Além disso, essa regulação permite que os valores mobiliários ofertados sejam negociados no mercado secundário, ainda que seu emissor não seja registrado na CVM. Para isso, a negociação deve ser restrita a investidores qualificados, conforme definidos no artigo 12 da Resolução CVM 30/21. O regulador parte do pressuposto de que esses investidores têm conhecimentos suficientes para avaliar os riscos dos valores mobiliários ofertados e, desse modo, não seria necessária uma revisão prévia da documentação pela CVM.

Nesse sentido, a conhecida oferta pública com esforços restritos de distribuição, realizada nos termos da Instrução CVM 476/09, é amplamente utilizada no mercado de capitais. A regulação, porém, pelo seu caráter excepcional, tem um rol taxativo de valores mobiliários cuja oferta pública restrita a um grupo de investidores profissionais pode ser dispensada de registro prévio na CVM. Como os certificados de recebíveis foram criados recentemente pelo Marco Legal das Securitizadoras, eles não estão incluídos na lista.

Diante dessa situação, em 18 de agosto de 2022, a CVM, de forma acertada, editou a Resolução 165 que equiparou os certificados de recebíveis aos Certificados de Recebíveis Imobiliários e Certificados de Recebíveis do Agronegócio para fins de aplicação da Instrução CVM 476/09.

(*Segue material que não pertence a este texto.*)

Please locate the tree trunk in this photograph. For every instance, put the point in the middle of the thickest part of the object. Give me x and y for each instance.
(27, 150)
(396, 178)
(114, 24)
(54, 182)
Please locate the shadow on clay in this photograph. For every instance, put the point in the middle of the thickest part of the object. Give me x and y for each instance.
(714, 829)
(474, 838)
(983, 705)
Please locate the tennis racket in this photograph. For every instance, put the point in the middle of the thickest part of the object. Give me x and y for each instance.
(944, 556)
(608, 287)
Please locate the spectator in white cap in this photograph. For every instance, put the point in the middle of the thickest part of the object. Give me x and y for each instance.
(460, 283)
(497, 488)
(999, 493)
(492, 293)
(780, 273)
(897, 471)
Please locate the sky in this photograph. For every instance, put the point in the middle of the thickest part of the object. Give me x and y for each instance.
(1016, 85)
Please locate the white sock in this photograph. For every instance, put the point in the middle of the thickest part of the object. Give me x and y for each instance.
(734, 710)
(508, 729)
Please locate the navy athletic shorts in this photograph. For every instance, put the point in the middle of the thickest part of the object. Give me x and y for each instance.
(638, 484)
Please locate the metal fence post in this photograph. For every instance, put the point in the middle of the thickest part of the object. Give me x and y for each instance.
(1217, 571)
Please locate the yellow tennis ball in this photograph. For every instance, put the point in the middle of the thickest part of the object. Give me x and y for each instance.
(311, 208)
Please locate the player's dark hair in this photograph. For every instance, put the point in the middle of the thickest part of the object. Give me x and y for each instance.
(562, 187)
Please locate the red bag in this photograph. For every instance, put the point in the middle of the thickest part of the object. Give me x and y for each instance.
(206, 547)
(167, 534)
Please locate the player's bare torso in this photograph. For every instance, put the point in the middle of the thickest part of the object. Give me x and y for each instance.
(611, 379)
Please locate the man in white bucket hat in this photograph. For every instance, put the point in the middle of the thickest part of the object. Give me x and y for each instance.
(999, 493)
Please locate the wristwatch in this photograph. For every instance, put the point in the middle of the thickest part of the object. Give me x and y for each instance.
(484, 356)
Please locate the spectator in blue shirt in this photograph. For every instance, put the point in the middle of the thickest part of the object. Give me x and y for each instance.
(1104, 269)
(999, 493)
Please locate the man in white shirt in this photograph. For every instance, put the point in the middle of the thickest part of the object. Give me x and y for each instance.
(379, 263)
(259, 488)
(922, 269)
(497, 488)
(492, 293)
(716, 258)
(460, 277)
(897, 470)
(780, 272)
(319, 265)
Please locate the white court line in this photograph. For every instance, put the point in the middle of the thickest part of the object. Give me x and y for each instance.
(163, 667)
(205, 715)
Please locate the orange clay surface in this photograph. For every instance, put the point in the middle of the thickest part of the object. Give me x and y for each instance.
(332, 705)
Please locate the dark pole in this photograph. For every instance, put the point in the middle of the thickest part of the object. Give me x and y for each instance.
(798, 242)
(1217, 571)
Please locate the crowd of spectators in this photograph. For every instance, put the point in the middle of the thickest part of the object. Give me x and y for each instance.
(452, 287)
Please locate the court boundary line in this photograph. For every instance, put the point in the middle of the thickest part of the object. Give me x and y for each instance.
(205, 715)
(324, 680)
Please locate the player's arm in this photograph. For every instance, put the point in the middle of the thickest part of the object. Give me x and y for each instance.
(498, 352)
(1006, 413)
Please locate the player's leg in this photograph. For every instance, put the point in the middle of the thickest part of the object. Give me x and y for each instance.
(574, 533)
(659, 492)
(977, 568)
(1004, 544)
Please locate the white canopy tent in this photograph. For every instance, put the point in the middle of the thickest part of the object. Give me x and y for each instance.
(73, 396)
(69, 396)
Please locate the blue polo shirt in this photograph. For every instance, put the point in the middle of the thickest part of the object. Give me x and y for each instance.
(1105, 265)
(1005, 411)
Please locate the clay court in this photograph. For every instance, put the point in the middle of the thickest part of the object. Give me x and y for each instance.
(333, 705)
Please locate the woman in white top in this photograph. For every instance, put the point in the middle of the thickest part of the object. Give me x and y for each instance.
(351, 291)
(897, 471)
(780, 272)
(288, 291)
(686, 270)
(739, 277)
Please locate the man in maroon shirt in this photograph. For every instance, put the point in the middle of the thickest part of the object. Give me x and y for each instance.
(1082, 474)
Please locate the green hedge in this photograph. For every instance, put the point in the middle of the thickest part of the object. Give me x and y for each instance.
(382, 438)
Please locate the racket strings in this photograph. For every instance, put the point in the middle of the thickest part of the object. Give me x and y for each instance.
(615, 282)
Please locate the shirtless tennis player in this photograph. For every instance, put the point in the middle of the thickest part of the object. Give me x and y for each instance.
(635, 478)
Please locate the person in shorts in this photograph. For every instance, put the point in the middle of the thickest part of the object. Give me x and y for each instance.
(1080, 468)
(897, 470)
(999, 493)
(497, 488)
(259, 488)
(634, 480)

Essa medida, que entra em vigor em 1º de setembro de 2022, permitirá que os certificados de recebíveis possam ter dispensa automática de registro na CVM quando ofertados publicamente a um número restrito de investidores profissionais. A resolução, assim, possibilita que emissores de certificados de recebíveis tenham acesso facilitado ao mercado de capitais, o que contribui para o desenvolvimento do mercado de securitização e oferece potenciais benefícios pela expansão desse instrumento de financiamento privado para diversos setores econômicos.

A equiparação valerá somente até a entrada em vigor da Resolução CVM 160, que, a partir de 2 de janeiro de 2023, inaugurará um novo arcabouço regulatório para as ofertas públicas de valores mobiliários, substituindo e revogando as instruções CVM 400 e 476, com diversas alterações nos processos de registro de ofertas públicas na autarquia.

A partir de 2023, as ofertas públicas que atualmente são automaticamente dispensadas de registro nos termos da Instrução CVM 476 passarão a ser registradas de forma automática na autarquia, por meio do protocolo de determinados documentos, mas sem a necessidade de análise prévia.

Nesse novo cenário, os certificados de recebíveis estão devidamente abarcados pela Resolução CVM 160, a qual inclui esses certificados ao utilizar uma linguagem mais ampla – “títulos de securitização emitidos por companhias securitizadoras registradas na CVM”. Dessa forma, as ofertas públicas desses valores mobiliários poderão ser submetidas à CVM por meio do rito de registro automático de distribuição, desde que cumpridas as demais exigências aplicáveis.

A Resolução CVM 165, recém-editada, atende, portanto, à necessidade do mercado e amplia o alcance da Instrução CVM 476 para admitir que os certificados de recebíveis recentemente criados pelo Marco Legal das Securitizadoras possam ser ofertados publicamente, com dispensa automática de registro, para grupos restritos de investidores profissionais.